The Bridgeport Evening Farmer, also briefly known as the Daily Bridgeport Farmer and the Daily Republican Farmer, was a newspaper based out of Bridgeport, Connecticut from 1866 to 1917.

History

Predecessors 
The Bridgeport Evening Farmer's earliest predecessor, the Danbury-based Farmers Journal, began publication in March 1790. The newspaper underwent a series of name changes in the following years, becoming the Farmers Chronicle in 1793, and the Republican Journal in 1796. The paper would revert to its original name in 1800, but would briefly become the Farmer’s Journal and Columbian Ark for a few months in 1803.

In the early 1800s, Connecticut remained a strong Federalist stronghold, but under the leadership of editor Stiles Nicholas the newspaper was staunchly Democratic.

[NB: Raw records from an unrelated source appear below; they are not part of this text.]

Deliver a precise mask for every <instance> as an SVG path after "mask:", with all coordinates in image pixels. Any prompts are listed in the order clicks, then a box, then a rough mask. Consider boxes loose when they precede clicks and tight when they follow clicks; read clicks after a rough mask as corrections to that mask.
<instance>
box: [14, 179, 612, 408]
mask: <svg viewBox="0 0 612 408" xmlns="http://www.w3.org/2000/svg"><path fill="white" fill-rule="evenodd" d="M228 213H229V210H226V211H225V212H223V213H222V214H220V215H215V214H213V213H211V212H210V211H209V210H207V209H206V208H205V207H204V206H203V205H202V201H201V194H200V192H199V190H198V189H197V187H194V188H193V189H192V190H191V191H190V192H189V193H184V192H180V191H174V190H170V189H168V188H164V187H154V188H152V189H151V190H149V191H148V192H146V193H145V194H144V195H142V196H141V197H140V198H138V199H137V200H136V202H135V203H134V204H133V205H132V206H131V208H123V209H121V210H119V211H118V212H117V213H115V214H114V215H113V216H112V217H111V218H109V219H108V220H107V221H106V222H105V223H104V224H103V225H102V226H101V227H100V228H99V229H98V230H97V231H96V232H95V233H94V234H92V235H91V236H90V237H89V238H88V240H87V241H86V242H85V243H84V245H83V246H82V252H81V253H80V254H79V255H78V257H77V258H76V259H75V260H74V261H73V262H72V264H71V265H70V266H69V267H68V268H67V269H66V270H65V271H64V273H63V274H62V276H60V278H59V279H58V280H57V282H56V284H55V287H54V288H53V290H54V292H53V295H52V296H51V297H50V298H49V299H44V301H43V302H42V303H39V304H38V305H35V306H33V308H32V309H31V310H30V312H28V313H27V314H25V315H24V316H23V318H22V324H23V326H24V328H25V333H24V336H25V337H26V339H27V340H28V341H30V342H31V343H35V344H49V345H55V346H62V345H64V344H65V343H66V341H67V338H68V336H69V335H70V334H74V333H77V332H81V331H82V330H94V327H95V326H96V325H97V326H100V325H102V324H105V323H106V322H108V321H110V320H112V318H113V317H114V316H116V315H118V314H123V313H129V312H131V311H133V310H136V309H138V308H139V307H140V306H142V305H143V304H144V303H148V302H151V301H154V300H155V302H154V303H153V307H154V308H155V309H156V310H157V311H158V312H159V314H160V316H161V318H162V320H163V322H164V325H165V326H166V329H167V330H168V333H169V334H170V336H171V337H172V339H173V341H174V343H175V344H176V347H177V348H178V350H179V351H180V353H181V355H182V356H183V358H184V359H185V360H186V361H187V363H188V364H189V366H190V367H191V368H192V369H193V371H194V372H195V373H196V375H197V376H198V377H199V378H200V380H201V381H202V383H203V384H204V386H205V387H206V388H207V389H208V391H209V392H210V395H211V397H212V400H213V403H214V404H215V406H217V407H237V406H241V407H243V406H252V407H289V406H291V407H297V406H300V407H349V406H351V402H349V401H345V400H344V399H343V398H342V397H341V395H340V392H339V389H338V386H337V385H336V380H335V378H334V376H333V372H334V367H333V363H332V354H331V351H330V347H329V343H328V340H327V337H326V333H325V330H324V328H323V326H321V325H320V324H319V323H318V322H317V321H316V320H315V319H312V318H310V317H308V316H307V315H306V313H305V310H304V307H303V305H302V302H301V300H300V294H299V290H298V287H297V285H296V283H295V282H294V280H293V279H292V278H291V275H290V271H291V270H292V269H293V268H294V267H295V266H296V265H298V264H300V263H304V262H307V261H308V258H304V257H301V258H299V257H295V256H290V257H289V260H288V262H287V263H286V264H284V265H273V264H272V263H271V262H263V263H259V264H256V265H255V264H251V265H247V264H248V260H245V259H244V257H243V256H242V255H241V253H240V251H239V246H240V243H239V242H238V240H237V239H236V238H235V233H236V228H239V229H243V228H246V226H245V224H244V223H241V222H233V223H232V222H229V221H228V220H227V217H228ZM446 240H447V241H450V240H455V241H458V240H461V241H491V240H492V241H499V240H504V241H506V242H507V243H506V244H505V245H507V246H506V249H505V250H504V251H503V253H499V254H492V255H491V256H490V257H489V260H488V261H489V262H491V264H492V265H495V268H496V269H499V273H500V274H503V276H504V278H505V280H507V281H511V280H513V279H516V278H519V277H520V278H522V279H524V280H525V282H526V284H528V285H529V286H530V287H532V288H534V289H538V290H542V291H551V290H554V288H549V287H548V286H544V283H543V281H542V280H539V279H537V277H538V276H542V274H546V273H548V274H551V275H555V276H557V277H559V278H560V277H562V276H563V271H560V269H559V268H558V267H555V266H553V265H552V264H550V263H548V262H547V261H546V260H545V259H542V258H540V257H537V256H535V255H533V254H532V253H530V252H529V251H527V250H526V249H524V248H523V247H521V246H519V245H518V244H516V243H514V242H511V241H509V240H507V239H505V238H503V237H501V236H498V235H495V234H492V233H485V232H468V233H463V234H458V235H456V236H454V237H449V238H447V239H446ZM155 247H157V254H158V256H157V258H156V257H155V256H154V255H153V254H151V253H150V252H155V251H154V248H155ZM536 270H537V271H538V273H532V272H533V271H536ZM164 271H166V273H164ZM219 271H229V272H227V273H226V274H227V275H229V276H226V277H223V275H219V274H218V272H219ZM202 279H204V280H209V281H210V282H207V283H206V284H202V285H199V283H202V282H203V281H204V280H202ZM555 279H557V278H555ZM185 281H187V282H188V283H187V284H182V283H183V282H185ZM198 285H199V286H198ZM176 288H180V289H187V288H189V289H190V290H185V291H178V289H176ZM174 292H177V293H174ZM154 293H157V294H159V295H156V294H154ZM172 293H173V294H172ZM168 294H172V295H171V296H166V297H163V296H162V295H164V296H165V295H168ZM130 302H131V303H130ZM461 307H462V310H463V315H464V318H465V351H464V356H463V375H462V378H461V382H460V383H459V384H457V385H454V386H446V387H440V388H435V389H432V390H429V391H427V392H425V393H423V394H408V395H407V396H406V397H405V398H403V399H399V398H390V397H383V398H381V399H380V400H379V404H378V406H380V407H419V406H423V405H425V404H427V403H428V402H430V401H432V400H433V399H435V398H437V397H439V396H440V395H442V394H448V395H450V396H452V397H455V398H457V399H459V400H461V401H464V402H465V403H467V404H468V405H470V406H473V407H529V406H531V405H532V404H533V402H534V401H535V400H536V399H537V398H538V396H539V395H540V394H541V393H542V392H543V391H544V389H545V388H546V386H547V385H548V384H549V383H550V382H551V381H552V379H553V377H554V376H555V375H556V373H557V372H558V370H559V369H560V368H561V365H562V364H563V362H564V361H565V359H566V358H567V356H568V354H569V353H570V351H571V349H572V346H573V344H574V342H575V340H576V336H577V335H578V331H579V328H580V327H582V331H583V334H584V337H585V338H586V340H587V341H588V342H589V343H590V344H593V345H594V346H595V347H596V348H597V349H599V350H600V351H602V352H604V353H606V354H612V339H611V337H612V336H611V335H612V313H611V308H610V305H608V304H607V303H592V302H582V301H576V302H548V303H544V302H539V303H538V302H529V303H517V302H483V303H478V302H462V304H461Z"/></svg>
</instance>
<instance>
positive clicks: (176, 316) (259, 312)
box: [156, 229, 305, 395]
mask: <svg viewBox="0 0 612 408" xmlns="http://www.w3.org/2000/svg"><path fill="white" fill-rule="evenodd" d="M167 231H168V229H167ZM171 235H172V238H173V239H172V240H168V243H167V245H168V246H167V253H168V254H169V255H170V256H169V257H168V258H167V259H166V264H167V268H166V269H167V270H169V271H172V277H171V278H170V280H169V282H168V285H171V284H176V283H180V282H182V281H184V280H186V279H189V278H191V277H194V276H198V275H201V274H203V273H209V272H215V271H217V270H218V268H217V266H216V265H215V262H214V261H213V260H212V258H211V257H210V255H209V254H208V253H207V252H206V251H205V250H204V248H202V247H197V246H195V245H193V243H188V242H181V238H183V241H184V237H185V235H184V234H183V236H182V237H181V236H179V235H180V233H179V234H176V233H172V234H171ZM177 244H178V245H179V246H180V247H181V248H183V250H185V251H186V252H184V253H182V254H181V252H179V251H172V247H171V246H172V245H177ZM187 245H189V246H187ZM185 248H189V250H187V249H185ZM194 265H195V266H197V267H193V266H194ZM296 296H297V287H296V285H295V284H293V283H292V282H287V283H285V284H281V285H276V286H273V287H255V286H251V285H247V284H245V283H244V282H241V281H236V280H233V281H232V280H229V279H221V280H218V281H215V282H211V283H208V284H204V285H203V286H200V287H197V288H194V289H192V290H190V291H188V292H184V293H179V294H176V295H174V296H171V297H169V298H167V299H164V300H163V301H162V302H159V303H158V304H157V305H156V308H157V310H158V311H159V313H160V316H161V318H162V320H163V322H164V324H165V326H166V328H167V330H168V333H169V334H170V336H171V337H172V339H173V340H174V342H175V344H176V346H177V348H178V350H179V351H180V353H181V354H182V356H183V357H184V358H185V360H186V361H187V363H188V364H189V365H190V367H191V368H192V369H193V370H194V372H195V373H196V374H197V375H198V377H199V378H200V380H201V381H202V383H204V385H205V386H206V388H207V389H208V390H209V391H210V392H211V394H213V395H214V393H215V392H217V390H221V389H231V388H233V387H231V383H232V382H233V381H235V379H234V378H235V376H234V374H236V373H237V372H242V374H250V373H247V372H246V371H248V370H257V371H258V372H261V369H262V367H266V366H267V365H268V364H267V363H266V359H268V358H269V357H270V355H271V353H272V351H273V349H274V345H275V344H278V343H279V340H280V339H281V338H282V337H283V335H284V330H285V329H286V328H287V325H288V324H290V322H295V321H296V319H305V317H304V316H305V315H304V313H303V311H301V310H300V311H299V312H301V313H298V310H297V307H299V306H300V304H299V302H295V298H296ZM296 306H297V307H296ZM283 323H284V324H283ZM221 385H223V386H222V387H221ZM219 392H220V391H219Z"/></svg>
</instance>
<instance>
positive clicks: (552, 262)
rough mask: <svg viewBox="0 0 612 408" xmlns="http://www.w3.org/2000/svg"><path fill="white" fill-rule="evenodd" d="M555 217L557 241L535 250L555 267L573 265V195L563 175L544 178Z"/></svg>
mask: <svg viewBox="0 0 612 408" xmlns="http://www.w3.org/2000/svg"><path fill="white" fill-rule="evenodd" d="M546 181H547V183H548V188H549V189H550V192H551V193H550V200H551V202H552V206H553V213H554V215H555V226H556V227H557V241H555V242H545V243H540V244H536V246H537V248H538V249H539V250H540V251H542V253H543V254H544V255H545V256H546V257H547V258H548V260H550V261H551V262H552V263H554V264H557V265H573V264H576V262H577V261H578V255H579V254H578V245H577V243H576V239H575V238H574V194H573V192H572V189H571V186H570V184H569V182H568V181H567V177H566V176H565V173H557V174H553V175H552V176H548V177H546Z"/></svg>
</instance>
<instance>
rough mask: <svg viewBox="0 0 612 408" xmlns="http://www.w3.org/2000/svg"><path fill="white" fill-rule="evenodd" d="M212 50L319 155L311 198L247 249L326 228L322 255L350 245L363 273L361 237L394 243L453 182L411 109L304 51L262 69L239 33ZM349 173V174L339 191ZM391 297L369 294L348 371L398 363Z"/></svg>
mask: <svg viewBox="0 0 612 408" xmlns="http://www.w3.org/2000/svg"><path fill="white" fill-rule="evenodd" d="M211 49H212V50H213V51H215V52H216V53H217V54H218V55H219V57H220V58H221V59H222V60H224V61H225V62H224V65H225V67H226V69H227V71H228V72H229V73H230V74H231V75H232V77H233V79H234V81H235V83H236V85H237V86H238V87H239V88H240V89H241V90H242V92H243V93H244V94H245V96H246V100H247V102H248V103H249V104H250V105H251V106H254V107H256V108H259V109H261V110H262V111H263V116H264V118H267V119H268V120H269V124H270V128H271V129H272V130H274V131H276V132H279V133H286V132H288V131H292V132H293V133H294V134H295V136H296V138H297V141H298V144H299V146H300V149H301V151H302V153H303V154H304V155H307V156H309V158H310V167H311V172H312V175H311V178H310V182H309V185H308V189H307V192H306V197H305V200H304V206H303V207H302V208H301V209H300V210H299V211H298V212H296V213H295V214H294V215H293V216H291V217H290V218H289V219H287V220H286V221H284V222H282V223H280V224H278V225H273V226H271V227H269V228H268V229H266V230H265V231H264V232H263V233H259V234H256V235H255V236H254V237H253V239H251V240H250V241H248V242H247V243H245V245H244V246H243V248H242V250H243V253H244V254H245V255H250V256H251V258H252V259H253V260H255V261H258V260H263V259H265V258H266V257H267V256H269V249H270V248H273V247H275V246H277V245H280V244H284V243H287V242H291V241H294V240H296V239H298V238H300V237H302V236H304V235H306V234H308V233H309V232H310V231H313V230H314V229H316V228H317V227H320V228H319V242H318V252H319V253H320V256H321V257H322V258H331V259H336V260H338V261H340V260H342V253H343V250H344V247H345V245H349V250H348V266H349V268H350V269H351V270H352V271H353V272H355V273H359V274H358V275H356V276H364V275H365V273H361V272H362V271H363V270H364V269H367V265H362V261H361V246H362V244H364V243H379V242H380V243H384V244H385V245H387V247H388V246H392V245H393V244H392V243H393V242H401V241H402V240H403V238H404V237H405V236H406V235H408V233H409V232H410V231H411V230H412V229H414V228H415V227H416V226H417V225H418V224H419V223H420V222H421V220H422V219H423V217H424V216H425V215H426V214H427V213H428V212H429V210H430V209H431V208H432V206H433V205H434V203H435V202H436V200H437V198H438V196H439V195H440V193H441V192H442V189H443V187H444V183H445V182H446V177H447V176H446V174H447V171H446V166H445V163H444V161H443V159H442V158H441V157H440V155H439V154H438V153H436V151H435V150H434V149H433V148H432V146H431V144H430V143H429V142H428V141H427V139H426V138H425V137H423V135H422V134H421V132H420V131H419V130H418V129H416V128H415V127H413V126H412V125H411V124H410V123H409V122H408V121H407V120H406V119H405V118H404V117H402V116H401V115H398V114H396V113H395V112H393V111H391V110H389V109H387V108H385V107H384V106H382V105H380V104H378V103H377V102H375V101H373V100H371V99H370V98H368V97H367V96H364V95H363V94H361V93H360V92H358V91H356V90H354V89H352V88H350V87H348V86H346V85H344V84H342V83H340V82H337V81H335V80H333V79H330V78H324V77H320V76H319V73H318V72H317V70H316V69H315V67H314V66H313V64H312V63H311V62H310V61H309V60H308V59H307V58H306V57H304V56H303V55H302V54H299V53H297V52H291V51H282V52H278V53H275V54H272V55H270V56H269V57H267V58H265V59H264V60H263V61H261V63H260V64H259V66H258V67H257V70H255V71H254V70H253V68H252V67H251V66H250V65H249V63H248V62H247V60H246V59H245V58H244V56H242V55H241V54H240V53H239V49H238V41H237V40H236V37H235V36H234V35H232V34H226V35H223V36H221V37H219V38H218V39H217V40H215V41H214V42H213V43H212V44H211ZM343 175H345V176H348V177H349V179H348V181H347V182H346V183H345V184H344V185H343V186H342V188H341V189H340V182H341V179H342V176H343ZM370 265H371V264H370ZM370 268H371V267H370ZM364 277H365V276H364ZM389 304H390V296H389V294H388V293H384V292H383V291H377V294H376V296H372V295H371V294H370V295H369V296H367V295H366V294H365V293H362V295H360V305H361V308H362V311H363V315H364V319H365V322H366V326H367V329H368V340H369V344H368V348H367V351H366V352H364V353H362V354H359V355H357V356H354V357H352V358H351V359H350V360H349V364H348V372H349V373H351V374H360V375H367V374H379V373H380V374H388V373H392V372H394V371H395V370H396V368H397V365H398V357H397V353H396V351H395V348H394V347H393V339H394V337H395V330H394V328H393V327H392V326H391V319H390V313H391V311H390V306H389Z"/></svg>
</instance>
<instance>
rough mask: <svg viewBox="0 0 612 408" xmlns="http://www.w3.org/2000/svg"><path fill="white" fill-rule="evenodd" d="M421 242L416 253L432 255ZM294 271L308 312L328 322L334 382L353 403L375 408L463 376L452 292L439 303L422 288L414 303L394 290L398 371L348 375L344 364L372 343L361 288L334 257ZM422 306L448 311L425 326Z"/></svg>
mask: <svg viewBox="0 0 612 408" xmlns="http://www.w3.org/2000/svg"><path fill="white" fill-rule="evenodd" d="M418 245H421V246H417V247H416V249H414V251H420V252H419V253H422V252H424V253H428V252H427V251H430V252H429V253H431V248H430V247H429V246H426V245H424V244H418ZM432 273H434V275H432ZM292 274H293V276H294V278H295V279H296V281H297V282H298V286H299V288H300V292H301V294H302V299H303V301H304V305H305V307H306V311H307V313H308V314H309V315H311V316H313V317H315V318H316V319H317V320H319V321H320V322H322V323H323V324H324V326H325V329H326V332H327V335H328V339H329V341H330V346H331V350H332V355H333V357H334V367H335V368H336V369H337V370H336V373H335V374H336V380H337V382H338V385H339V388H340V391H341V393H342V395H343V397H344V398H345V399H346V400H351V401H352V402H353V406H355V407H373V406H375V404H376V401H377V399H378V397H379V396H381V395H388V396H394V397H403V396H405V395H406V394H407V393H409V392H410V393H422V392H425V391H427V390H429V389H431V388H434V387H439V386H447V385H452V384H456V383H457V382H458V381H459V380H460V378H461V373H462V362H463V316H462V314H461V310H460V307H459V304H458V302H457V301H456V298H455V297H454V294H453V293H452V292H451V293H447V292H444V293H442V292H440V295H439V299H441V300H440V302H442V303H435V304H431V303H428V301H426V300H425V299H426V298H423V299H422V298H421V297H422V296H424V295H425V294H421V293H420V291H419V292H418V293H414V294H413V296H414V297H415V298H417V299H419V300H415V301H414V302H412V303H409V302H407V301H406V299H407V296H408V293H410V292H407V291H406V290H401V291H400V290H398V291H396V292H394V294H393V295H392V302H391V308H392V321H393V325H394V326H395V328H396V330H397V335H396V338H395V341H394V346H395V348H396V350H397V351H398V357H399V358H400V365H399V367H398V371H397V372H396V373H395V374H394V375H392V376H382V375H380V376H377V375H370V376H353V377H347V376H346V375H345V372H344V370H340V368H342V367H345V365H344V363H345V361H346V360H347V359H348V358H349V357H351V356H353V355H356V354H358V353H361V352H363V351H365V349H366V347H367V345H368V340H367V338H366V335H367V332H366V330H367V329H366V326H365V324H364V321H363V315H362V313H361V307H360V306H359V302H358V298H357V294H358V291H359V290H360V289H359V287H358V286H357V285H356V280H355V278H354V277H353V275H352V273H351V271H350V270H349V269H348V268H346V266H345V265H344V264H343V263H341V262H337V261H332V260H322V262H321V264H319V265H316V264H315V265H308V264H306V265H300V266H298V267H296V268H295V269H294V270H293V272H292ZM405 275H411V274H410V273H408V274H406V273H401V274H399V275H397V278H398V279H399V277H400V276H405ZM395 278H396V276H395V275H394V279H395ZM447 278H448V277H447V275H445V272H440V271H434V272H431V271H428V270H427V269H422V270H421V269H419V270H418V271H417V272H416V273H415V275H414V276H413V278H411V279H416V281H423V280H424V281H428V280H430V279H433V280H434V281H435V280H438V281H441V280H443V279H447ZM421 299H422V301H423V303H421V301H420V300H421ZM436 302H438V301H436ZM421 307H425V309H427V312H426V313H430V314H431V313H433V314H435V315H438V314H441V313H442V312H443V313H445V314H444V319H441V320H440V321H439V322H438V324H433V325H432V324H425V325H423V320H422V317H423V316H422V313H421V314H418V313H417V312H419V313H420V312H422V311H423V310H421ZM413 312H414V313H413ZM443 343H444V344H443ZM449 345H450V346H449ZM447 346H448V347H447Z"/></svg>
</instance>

Nicholas was fined and jailed in 1807 when defending the editor of another pro-Democrat paper from accusations of libel. Nicholas would move the paper, now called the Republican Farmer, from Danbury to Bridgeport in 1810. Over the following decades, and communication technology and printing rapidly improved, the paper published longer issues.

In 1837, Stiles Nicholas' son, Roswell Nicholas, took over as the Republican Farmer's editor, and took over the paper's management three years later.

Antebellum period 
Sometime in the mid-1850s, a man named William S. Pomeroy began a newspaper known as the Daily Farmer, partnering with a Yale-educated southerner named Nathan Stephen Morse. The Daily Farmer regularly published content highly critical of Abraham Lincoln, in defense of slavery, and, even during the Civil War, supportive of peace with the Confederacy. On August 24, 1861, a pro-union mob led by soldiers attacked the Farmer’s offices, and Pomeroy and Morse both fled the scene. After the Civil War, journalist James B. Gould and printer Henry B. Stiles took over the publication of the long-lived weekly Republican Farmer and the Daily Farmer, the latter of which was now called the Evening Farmer, and in 1866, was renamed to the Bridgeport Evening Farmer.

As the Bridgeport Evening Farmer 

Stiles Nicholas' son-in-law Floyd Tucker took over the position as editor of the Bridgeport Evening Farmer, and continued the paper's militant Democratic alignment. Under Tucker's management, the paper engaged in acrimonious disputes with other papers, and actively supported Democratic candidates in the area. Bridgeport mayor Denis Mulvihill credited the paper with securing his re-election in 1903. The Bridgeport Evening Farmer also frequently supported the causes of organized labor, regularly calling for better wages and shorter working hours. In 1915, when workers went on strike in Bridgeport for an eight-hour work day, the paper publicly supported them. However, upon the United States' entry into World War I, the paper called upon the city's unions to limit strike actions.

Under later names 
From 1917 to 1927, the newspaper underwent a series of name changes, finally settling on the Bridgeport Times-Star following a merger in 1926.

Following the 1926 merger, James L. McGovern became the editor of the paper. His editorial style was noted as a stark departure of Tucker's partisan management, and proclaimed that the Bridgeport Times-Star would be an "independent newspaper" which conformed to the "modern standards of journalism". This new style attracted a degree of success, and the Bridgeport Times-Star boasted circulation of 22,000 and a readership of 100,000 by November 1930, beating out the city's other large paper, the Bridgeport Post (now the Connecticut Post).

During the Great Depression, the newspaper experience financial hardship, and was unable to pay dividends to its shareholders. In 1941, the Bridgeport Post bought out the Bridgeport Times-Star for $200,000, and destroyed their equipment, ending daily newspaper competition in the city. The Bridgeport Times-Star published its last issue on November 25, 1941.

Digitalization 
Issues of the Bridgeport Evening Farmer have been digitalized by the Library of Congress and the Connecticut State Library.